Frank Reno and Charlie Anderson were technically in federal custody when they were lynched. This is believed to be the only time in U.S. history that a federal prisoner had ever been lynched by a mob before a trial. Secretary of State William H. Seward wrote a formal letter of apology as a result. A new bill was later introduced into the U.S. Congress that clarified the responsibility for the safety of extradited prisoners.

The three Reno brothers are buried in the Seymour city cemetery. Treasure hunters have long searched for any trace of their rumoured hoard of loot, but nothing has been found.

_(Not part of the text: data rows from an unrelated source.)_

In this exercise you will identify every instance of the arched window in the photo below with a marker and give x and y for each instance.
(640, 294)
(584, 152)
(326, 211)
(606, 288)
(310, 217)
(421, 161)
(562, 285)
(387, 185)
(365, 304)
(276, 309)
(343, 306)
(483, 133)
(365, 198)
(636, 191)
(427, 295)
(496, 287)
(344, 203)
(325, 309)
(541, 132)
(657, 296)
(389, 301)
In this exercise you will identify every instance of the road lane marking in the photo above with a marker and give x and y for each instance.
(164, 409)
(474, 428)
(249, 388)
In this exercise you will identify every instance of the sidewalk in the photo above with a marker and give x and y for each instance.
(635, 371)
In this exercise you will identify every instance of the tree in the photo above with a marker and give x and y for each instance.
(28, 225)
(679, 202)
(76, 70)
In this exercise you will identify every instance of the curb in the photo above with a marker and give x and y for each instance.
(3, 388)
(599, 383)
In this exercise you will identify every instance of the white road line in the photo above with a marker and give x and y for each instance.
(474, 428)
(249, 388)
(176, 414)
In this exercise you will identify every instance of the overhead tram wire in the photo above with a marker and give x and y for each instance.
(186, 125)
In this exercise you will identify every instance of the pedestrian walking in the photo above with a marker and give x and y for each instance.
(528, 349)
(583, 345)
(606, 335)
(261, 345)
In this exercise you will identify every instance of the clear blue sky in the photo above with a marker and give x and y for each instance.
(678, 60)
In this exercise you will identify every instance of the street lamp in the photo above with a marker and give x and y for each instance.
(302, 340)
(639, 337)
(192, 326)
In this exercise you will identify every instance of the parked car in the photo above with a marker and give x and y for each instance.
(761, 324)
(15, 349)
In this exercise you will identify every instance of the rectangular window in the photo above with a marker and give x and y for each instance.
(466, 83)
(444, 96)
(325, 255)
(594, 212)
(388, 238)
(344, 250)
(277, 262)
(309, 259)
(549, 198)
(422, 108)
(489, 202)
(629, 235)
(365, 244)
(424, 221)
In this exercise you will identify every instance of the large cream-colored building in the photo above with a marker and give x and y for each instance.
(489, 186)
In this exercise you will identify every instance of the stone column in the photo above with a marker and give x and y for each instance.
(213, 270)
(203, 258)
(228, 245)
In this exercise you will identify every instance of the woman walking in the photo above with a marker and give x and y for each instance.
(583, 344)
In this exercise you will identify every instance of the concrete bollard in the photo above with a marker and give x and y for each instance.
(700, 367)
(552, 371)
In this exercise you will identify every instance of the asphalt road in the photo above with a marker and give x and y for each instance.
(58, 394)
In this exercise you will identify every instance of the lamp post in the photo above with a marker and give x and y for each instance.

| Name | Age | Date of death | Location |
| Clifton, Theodore Freylinghuysen | 24 | July 20, 1868 | Hangman Crossing, Indiana |
| Elliott, Thomas Volney (Val) | 22 |
| Roseberry, Charles W. | 25 |
| Jerrell, Henry | 23 | July 25, 1868 |
| Moore, John J. | 21 |
| Sparks, Frank | 27 |
| Anderson, Charles | 24 | December 12, 1868 | New Albany, Indiana |
| Reno, Frank | 31 |
| Reno, Simeon | 25 |
| Reno, William Harrison | 20 |

==In popular culture==
- Rage at Dawn is a 1955 Hollywood film based on the Reno brothers' story. It stars Randolph Scott as undercover detective James Barlow. Forrest Tucker, born in Plainfield, Indiana, played Frank Reno.
- Elvis Presley's first film was Love Me Tender (1956), where he starred (in his only historical film) as "Honest" Clint Reno.
- The Legend of the Reno Brothers, a 2013 documentary film directed by Anthony Susnick and starring Morgan Raque, was released to DVD on December 12, 2013.
- Season 14, Episode 4 (2024) of Expedition Unknown, "America's First Train Robbers" looks into the history and lost loot of the gang.
- The song "Ballad of a Well-Known Gun" on Elton John's 1970 album Tumbleweed Connection makes reference to the Pinkertons and Reno ("Now I know how Reno felt when he ran from the law.").